Für unseren ersten Abend hatten wir Plätze im Food Folklore and Fairytales reserviert. Wer sich für Geschichte und Märchen und dergleichen interessiert, der ist dort richtig. Es ist eine äusserst stilvolle und gemütliche Attracktion. Und da die Leute an grossen Tischen zusammengesetzt werden, lernt man auch schnell nette Leute kennen.

Der nächste Tag stand im Namen des Alkohols. Wir besuchten das Gunnes Warehouse, genossen die Ausstellungen, das Bier (vielleicht eines oder zwei zu viel) und das Essen. Und als wir das von unserer Touristen-Liste streichen konnten, ging es weiter zur Teeling Distillery. Natürlich hatte G.I. die teuerste Führung gebucht. Mit den meisten Whisky zum probieren. Ich war ja bisher der Meinung, Schottische Whiskys wären mein ein und alles... doch Teeling konnte mich definitiv davon überzeugen, dass auch Iren diese Kunst perfekt beherrschen.

Für den Abend brauchten wir etwas wärschaftes. Es hatte doch etwas zu viel Whisky und Guinnes gegeben. Also versuchten wir uns in fremdländischer Küche: Das Yamamori Izakaya.

Am nächsten Tag erfüllte ich mir einen kleinen Traum, als wir im Trinity College die Ausstellung zum 'Book of Kells' anschauen gingen. Zugegeben, ich hätte gerne mehr vom Buch und weniger von seiner Geschichte gesehen, doch auch das was ausgestellt war, war atemberaubend schön.

Da uns auch immer wieder das Irish Whiskey Museum empfolen worden war, kamen wir zum schluss, dass wir uns das durchaus auch mal ansehen könnten. Es gab eine multimedia Rundreise durch die Irische Whisky Geschichte und zum Ende ein paar spannende Whiskys zum probieren.

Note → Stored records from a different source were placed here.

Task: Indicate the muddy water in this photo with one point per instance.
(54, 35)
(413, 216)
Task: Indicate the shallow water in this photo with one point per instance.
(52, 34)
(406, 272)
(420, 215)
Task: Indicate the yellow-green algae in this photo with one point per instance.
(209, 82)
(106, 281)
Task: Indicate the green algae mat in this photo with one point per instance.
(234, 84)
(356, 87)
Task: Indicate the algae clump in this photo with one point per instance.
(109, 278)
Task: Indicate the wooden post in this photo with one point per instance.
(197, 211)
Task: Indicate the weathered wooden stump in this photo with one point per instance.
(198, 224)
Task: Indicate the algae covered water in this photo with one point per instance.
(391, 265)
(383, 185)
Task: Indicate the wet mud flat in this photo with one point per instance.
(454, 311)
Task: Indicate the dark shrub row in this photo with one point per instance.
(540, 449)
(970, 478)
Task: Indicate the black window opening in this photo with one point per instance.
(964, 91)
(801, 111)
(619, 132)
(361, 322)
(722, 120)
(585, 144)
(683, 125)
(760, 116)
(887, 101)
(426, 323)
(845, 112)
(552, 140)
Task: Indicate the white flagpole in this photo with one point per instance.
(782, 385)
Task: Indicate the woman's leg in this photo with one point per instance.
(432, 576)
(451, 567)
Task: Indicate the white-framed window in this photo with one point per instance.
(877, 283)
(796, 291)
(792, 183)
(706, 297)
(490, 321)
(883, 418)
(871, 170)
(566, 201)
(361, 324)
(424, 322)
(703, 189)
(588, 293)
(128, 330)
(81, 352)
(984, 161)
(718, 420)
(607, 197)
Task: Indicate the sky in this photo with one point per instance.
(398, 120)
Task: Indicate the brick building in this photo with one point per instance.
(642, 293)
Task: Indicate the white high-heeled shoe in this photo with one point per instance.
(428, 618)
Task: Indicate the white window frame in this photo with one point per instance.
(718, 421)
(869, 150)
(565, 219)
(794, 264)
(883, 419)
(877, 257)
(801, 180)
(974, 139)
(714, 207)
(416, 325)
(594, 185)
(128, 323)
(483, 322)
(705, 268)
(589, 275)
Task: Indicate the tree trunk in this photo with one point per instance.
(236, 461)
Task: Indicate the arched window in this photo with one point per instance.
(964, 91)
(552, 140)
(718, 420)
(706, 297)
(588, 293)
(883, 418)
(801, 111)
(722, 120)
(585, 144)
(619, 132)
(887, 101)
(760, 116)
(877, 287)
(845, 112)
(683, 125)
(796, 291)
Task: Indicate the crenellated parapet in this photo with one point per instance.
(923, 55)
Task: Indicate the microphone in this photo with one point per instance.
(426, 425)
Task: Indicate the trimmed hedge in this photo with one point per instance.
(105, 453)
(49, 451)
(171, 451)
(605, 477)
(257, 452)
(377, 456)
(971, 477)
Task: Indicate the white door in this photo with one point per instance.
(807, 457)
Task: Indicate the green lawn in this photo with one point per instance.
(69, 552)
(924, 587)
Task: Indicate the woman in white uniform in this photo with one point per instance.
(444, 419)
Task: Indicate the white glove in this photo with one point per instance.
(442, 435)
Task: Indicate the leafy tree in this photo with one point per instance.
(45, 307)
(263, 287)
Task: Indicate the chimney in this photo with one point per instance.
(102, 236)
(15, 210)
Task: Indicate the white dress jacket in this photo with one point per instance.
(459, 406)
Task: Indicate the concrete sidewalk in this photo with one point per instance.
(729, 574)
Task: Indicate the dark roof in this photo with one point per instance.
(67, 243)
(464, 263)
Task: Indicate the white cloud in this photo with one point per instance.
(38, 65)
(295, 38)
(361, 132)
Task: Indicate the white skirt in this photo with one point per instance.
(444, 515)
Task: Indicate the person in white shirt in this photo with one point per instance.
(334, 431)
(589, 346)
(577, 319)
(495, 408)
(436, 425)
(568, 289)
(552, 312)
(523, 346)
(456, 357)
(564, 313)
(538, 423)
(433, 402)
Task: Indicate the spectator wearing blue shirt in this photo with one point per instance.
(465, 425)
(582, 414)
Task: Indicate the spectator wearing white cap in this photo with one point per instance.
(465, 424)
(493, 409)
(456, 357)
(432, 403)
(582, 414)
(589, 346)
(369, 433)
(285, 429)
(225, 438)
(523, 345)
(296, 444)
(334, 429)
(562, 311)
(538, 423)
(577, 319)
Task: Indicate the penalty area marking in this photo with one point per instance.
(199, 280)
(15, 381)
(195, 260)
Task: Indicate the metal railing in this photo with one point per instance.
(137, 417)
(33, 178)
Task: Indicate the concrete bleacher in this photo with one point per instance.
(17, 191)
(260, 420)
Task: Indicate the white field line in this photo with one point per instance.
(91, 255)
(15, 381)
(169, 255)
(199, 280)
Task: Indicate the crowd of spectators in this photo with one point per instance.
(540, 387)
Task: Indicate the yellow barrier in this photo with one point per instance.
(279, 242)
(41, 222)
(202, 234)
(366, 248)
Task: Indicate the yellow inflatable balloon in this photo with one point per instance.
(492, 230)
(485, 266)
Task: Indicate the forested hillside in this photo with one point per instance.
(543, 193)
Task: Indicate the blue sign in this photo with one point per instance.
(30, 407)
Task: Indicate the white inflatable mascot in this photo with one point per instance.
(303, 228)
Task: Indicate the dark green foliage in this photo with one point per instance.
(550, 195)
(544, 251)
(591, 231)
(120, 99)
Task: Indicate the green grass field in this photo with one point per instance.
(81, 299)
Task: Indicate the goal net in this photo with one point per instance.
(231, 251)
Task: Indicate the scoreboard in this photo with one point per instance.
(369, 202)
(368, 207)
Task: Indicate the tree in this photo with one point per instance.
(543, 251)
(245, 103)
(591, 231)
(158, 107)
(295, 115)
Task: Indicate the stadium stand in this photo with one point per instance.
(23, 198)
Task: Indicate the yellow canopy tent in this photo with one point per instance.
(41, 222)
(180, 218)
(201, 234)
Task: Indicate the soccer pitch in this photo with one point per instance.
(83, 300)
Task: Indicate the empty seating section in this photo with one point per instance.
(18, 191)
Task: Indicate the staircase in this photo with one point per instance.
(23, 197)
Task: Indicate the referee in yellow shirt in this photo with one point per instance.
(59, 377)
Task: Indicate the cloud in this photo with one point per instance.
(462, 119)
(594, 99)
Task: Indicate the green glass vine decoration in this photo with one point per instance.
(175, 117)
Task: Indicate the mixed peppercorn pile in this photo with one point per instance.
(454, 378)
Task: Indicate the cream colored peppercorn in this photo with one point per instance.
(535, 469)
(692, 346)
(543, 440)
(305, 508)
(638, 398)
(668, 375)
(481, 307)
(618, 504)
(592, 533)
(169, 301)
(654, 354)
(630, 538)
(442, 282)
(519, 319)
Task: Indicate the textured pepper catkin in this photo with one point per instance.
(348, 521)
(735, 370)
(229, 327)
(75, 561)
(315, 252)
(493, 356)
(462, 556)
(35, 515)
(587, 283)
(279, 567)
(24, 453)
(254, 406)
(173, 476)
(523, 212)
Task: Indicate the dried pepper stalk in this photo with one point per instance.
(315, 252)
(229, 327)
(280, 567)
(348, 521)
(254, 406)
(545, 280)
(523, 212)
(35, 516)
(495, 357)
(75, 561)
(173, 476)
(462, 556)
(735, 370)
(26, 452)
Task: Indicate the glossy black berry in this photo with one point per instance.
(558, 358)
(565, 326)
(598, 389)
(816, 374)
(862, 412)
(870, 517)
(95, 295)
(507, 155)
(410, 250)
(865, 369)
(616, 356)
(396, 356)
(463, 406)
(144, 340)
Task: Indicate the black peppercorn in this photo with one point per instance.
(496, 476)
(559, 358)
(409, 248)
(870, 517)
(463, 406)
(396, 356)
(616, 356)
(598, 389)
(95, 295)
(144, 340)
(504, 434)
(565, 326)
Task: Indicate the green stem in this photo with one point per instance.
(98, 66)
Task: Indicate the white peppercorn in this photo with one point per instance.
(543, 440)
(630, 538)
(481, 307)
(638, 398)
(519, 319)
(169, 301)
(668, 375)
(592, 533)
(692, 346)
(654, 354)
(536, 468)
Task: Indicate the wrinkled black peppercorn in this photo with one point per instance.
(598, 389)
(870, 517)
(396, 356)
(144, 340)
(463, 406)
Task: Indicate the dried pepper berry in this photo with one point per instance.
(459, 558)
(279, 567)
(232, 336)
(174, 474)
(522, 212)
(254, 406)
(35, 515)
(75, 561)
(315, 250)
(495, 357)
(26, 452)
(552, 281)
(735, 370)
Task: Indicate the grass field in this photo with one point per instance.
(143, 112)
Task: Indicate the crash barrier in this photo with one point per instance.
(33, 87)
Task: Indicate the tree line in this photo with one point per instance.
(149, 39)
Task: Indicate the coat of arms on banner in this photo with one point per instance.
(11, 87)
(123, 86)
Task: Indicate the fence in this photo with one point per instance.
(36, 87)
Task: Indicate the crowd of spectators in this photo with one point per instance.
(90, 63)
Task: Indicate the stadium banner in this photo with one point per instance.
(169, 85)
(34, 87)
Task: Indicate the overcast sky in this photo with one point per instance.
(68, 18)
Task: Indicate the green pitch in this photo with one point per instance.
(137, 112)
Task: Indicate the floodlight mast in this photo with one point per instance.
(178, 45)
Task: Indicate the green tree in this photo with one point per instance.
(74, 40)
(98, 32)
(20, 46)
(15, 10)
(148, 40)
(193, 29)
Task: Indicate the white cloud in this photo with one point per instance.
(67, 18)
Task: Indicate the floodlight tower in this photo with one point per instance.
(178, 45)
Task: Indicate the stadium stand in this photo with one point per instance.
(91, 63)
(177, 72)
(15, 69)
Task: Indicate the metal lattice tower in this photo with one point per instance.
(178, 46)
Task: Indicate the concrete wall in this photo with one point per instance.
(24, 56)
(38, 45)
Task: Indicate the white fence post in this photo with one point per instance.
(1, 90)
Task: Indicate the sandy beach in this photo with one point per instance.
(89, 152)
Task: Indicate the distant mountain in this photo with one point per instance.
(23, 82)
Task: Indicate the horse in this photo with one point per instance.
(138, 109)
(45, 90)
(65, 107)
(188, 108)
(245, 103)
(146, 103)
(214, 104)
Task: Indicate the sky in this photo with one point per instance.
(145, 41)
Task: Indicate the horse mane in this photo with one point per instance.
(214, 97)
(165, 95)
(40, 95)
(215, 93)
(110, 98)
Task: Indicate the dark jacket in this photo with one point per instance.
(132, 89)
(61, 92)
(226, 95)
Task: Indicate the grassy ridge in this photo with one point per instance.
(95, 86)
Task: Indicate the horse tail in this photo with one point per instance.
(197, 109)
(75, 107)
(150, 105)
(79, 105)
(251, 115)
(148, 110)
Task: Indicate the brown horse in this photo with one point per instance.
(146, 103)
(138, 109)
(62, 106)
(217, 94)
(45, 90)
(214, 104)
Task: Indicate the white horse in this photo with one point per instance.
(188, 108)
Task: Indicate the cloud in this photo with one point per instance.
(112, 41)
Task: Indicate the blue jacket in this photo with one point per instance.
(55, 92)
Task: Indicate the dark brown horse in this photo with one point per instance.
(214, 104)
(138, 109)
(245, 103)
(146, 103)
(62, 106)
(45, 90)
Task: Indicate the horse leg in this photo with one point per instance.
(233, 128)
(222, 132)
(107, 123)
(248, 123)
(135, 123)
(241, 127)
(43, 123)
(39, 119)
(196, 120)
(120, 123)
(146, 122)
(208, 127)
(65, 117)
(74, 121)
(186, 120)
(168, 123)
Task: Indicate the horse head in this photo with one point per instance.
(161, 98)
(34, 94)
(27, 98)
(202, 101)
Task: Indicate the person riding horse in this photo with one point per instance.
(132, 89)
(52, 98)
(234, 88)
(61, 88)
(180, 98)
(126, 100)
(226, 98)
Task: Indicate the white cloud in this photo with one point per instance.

Und natürlcih war man nicht in den UK, wenn man nicht zumindest kurz in einen Forbidden Planet reingeschaut hatte. Und ein paar Souvenir Shops. schliesslich brauchten wir noch Flatcaps, Touristen-Shirts und Andenken. Sowie die neusten Comic.

Da uns das Japanisch am letzten Abend gut bekommen ist, wollten wir das ganze in einem anderen Restaurant wiederholen. Diesmal entschieden wir uns für das Tomohachi. Eine weise Entscheidung. Das kleine aber feine Restaurant wurde primär von Japanern frequentiert, immer ein gutes Zeichen. Und das Essen war köstlich.

Mit einem letzten, wunderbaren Frühstück im White Moose schlossen wir dann unsere kleine Touri-Reise ab. Fazit: Ab und zu macht es irre Spass, in einer Stadt Touristen Attraktionen zu jagen.